Doing landscape photography is often about catching the right moment. The best pictures are often pure luck. The right time, right place and the right light are as important as being well equipped. Most people doing landscape photography use ultra-wide-angle lenses to get the most out of their pictures. I personally tend to use standard lenses. It is just a little bit more pleasing for the human eye when the frame isn’t that much distorted. For shooting the frost you simply have to go out into the cold. This must not necessarily be uncomfortable. Just wear something warm and cosy. Capturing anything during sulky weather and make it look good is not an easy task. The low light and high humidity get in the way of a sharp clean image. In this case a frosty and misty ambient makes it easier to get the picture just right. The white frost lightens up the whole scene. Getting out into the fog and cold can be extremely rewarding, if you do it with the right motivation.
Choose your scene
Go out for a walk. Maybe you have something in mind, maybe you come across a good location. The most important factor is the light. If you are doing portraits you light up your object according to your needs. Shooting during foul weather means for you to get in a good position. Make sure to have the sun, even if it is covered by clouds and the misty atmosphere, light up the scene you want to take an image of. When you found the right setting and positioned yourself properly, take some pictures. Play with your settings. Make sure you try out different ones. Short exposure time, long exposure time and the lens opening corresponding with it.
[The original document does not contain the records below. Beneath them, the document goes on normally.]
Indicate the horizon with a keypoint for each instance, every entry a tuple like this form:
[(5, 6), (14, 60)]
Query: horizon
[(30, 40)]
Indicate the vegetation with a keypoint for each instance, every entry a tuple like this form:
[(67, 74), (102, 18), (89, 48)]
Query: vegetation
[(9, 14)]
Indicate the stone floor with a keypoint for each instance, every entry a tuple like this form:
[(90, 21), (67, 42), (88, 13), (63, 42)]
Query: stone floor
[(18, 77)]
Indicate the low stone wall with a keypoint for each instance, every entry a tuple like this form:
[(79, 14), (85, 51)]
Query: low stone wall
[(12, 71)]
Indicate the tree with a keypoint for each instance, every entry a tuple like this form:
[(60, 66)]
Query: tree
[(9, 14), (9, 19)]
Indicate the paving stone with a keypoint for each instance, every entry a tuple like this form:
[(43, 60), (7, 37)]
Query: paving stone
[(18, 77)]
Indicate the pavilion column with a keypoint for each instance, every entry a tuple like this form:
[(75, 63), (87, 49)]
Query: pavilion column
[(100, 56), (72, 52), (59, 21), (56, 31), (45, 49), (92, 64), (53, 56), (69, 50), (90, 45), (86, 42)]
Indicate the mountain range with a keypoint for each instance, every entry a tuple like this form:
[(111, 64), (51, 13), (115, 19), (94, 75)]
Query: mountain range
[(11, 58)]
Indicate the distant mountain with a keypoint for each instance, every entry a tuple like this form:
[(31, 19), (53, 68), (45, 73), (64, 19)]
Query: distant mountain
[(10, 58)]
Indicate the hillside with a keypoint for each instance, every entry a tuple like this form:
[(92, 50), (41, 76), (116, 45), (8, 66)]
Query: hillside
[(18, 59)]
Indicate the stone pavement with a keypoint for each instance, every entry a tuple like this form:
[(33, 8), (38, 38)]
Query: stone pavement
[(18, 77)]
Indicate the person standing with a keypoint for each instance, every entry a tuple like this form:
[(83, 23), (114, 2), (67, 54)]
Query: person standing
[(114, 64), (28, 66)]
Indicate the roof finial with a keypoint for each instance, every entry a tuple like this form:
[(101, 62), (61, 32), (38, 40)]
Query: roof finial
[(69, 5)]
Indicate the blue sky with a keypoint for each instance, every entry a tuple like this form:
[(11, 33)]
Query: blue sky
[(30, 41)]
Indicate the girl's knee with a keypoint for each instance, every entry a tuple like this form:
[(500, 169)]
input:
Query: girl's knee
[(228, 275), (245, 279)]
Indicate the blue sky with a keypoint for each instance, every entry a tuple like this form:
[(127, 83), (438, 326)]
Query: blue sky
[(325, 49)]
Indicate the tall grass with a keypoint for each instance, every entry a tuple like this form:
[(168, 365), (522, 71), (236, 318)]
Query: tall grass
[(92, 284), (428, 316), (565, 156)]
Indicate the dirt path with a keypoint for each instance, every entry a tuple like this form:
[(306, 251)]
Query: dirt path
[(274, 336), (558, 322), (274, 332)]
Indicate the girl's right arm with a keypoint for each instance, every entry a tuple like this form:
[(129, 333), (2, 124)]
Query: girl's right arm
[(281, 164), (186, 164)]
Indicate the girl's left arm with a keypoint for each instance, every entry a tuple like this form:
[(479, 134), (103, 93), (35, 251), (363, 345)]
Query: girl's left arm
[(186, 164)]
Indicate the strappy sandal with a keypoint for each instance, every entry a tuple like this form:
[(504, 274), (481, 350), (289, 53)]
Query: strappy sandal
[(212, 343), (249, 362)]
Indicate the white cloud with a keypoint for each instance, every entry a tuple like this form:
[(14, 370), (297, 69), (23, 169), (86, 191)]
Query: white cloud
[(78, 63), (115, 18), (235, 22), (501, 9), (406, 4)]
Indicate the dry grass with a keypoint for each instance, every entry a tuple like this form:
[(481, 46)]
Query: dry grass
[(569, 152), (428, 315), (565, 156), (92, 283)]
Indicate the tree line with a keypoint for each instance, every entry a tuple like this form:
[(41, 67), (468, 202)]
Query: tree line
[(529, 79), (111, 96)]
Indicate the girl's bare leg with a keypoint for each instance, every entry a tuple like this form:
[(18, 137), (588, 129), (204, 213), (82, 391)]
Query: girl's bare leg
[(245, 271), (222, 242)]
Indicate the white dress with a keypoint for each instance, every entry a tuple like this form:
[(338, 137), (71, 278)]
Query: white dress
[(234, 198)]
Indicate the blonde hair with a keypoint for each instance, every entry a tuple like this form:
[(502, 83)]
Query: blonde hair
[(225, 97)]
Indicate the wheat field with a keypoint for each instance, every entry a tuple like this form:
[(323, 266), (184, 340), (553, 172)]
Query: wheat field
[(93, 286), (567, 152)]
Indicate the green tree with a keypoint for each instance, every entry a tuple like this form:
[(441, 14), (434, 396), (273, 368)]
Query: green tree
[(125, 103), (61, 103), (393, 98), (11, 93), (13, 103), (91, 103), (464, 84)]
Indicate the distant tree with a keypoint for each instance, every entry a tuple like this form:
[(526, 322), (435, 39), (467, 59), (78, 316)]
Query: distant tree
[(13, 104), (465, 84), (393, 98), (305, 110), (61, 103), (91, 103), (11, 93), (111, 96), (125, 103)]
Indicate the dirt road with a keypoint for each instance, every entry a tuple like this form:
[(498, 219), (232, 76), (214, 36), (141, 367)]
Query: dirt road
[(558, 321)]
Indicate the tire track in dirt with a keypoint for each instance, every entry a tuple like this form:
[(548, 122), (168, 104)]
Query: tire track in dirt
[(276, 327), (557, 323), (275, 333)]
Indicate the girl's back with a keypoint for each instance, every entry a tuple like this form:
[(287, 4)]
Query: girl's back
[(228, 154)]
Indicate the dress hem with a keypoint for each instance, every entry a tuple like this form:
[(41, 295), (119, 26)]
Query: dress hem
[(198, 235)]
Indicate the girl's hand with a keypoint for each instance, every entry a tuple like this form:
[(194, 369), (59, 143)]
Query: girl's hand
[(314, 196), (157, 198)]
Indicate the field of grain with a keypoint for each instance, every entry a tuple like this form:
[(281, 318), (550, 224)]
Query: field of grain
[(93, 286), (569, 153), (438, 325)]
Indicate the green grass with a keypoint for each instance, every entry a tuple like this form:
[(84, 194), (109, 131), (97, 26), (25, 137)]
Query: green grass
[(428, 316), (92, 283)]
To get more colour information in your photograph always take RAW photos. You are much more flexible during processing your image. I love to process images. You can enhance the atmosphere of your image by playing with colours and lights. I personally like to tweak the green a little to yellow and the yellow a little to green. In combination with enhanced clarity and darks the image often gains depth. Pushing the dynamics and saturation, particularly when you have taken low light images during foggy weather, makes your image much more vivid. Contrast is the key to make anything look interesting.
Tips by Kai Faust
My frosty – foggy pictures are inspired by black and white photos. The amplified light of the white frost and the depth of the dark branches make a beautiful contrast. A landscape architect peer of mine, who is a brilliant painter pointed out that all sources of light have a part of yellow in it and all shadows tend to a dark blue. This works just great with frosty pictures, because a hint of blue makes the picture look much frostier than it looks originally. In the case of misty weather, there is no explicit source of light, so pushing the yellow tones won’t look natural, but a little dirty.